When we set out to start this blog we honestly thought we would have more time to write about our challenges and triumphs and in so doing help other moms and dads with raising their little T1D Warriors… Time really hasn’t been on our side! We have a few minutes spare and thought to quickly jot some thoughts down. We’d love to hear from some of you your thoughts, especially if you have had similar experiences and have some insight to offer. The Guardian Connect The Guardian Connect is a constant glucose monitoring device which is basically a sensor that is attached to Harrison and takes a glucose reading every 5 minutes. The nice things about it is that is syncs to an app on your iphone and allows you to monitor glucose levels in real-time and take the appropriate action for hypers and hypos allowing you to maximize your time in the “safe” zone. We have had several people asking our opinion of the Guardian Connect since having had Harrison on it for just over a month. This is our honest opinion so expect the untainted truth. Off the bat, given Harrison’s age, now 15 months old, I don’t think the device is actually right for him. The sensor is extremely sensitive to bumps, even the slightest, and if you think about a baby who’s really just discovering the world (and his legs) there is a lot of wobbling, a lot of falling, and a lot of bumping into things. You can’t exactly tell a young adventurous toddler that he needs to be careful and be still. Boys need to run and explore the world around them freely. Sadly, our little boy has presented with a nasty rash no matter what plasters we have tried, or pre-sensor-insertion techniques we have used. Each sensor (which costs over R300) lasts for 6 days – we have not made it passed 3 days on a single one. While we can rave about the device for the short intervals that Harrison has been able to wear it, we do feel short-changed for the simple fact that we can’t get the sensor to stay on long enough before it loses signal. Our medical aid has not covered the device and it is a lot of money to fork out whenever you need new ones. In saying all of that, even for the short time that we have been able to track his glucose levels, we can say the following positive things about it that we are sure every parent of a Type One Warrior will appreciate:
In the first week of having the device we were also able to identify regular trends of hypos that occurred at the same time every day indicating an issue with the insulin treatment we were prescribed.
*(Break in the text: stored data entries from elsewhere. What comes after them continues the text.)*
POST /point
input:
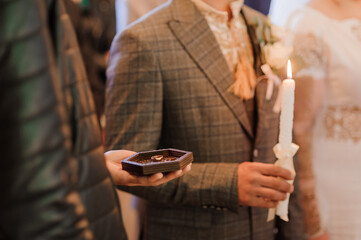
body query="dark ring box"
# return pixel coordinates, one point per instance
(140, 164)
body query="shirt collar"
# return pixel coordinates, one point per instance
(235, 5)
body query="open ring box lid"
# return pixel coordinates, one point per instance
(140, 164)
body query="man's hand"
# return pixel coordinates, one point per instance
(262, 185)
(120, 177)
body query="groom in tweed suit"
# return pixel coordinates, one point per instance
(168, 86)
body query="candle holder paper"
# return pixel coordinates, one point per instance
(139, 164)
(285, 160)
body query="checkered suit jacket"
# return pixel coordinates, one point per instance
(168, 87)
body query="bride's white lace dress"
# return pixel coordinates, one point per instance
(329, 103)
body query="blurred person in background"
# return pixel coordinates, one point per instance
(259, 5)
(327, 42)
(53, 178)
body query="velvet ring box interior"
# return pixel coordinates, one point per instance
(163, 160)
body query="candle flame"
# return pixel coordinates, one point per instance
(289, 69)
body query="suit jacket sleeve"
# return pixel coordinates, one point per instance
(134, 102)
(37, 171)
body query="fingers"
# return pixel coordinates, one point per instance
(275, 171)
(158, 178)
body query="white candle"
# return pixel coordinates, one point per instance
(288, 99)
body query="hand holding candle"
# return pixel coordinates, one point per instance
(285, 150)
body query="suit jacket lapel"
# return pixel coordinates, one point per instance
(192, 31)
(255, 45)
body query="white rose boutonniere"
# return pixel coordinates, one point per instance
(274, 54)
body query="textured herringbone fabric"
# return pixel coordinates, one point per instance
(168, 86)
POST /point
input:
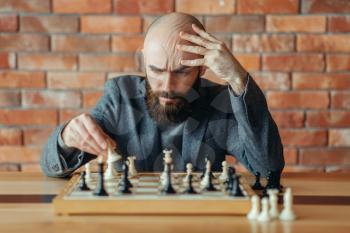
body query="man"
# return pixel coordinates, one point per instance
(174, 108)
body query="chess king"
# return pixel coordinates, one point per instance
(174, 107)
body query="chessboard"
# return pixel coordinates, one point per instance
(146, 197)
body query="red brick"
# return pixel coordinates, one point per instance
(340, 100)
(267, 6)
(321, 81)
(232, 24)
(10, 136)
(36, 136)
(251, 62)
(90, 98)
(19, 154)
(339, 23)
(73, 80)
(59, 99)
(28, 117)
(93, 62)
(79, 43)
(339, 137)
(288, 119)
(82, 6)
(338, 62)
(298, 100)
(290, 155)
(7, 60)
(328, 119)
(143, 6)
(47, 61)
(24, 42)
(49, 23)
(22, 79)
(303, 137)
(8, 23)
(206, 7)
(325, 6)
(263, 43)
(323, 43)
(293, 62)
(325, 156)
(39, 6)
(272, 81)
(110, 24)
(67, 114)
(132, 43)
(295, 23)
(9, 98)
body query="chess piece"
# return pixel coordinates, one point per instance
(189, 169)
(100, 188)
(264, 216)
(189, 189)
(257, 185)
(207, 181)
(255, 208)
(83, 186)
(125, 184)
(273, 203)
(287, 213)
(132, 169)
(224, 174)
(112, 157)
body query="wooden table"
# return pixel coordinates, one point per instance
(324, 206)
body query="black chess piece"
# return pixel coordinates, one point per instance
(236, 190)
(189, 189)
(83, 186)
(257, 185)
(168, 187)
(100, 189)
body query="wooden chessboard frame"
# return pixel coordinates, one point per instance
(161, 206)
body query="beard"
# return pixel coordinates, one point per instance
(176, 112)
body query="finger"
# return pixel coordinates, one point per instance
(192, 49)
(194, 62)
(96, 132)
(204, 34)
(197, 40)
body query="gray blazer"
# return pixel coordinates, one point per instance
(222, 124)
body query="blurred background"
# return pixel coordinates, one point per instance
(55, 56)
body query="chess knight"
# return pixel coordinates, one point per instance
(175, 107)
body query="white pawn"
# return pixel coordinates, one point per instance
(264, 216)
(273, 203)
(255, 209)
(224, 175)
(132, 169)
(287, 213)
(189, 169)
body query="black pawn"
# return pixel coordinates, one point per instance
(100, 189)
(190, 189)
(257, 185)
(168, 188)
(83, 186)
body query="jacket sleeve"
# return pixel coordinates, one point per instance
(257, 143)
(56, 162)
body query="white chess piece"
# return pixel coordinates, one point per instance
(112, 157)
(273, 203)
(287, 213)
(189, 169)
(264, 215)
(224, 175)
(132, 169)
(255, 209)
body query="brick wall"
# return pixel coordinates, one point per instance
(55, 56)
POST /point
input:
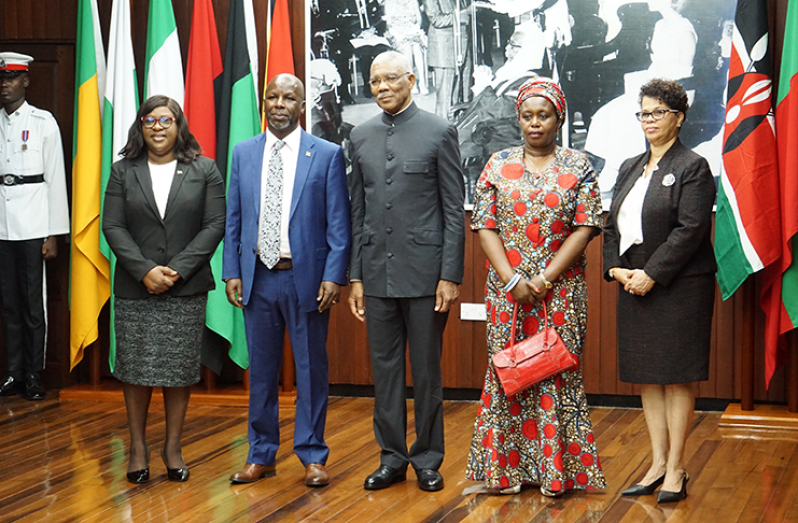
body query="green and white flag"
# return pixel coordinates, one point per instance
(119, 113)
(163, 71)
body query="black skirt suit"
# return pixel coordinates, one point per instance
(664, 336)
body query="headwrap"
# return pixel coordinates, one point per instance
(546, 88)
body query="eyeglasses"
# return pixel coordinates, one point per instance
(164, 121)
(657, 115)
(391, 79)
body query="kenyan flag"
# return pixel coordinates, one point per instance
(780, 282)
(237, 119)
We have since changed insulin types and dosages and since then his levels have leveled out drastically. Thankful for people like Dr Claudine Lee If you’re in the KZN Midlands with T1D, or have a child with T1D, you may already be seeing Dr Lee, or have at least heard of her. She is a GP with a keen interest in Diabetes. She has been amazing in the treatment of Harrison, not only for his Diabetes but his general wellness as well. Dr Lee has bent over backwards seeking second opinions from other Paediatric Endocrinologists, given her knowledge and understanding that something was going wrong with the treatment that Harrison was currently on. Dr Lee has been there for us in so many ways: from fitting us in between seeing other patients, to giving us various different plasters to try because Harrison reacts so badly, to phoning through after hours scripts for us – the list is longer. This woman has gone above and beyond for us so this is just a special thank you to her. The biggest challenge
We have struggled so with what to feed Harrison, especially at dinner time. He thinks he knows what he wants and if you even try come near him with something new or different he will fight you tooth and nail before you force it into his mouth. Once he has eaten his allocated dinner begrudgingly and mom and dad sit down to eat theirs, he is there begging for every morsel of steamed carrot or veg that you just had to try force him to eat the night before... You know how the story goes. A plea to experienced moms and dads - share the secret to getting your kids to eat please - and the recipes! We're on a massive hunt now: searching for recipes and foods to try. He's still very young and too low a carb diet is not recommended. We're being as Low GI as possible! We will be sure to share our food journey on here because I think for most parents with T1D kids that are this young are going to face the same struggle with food.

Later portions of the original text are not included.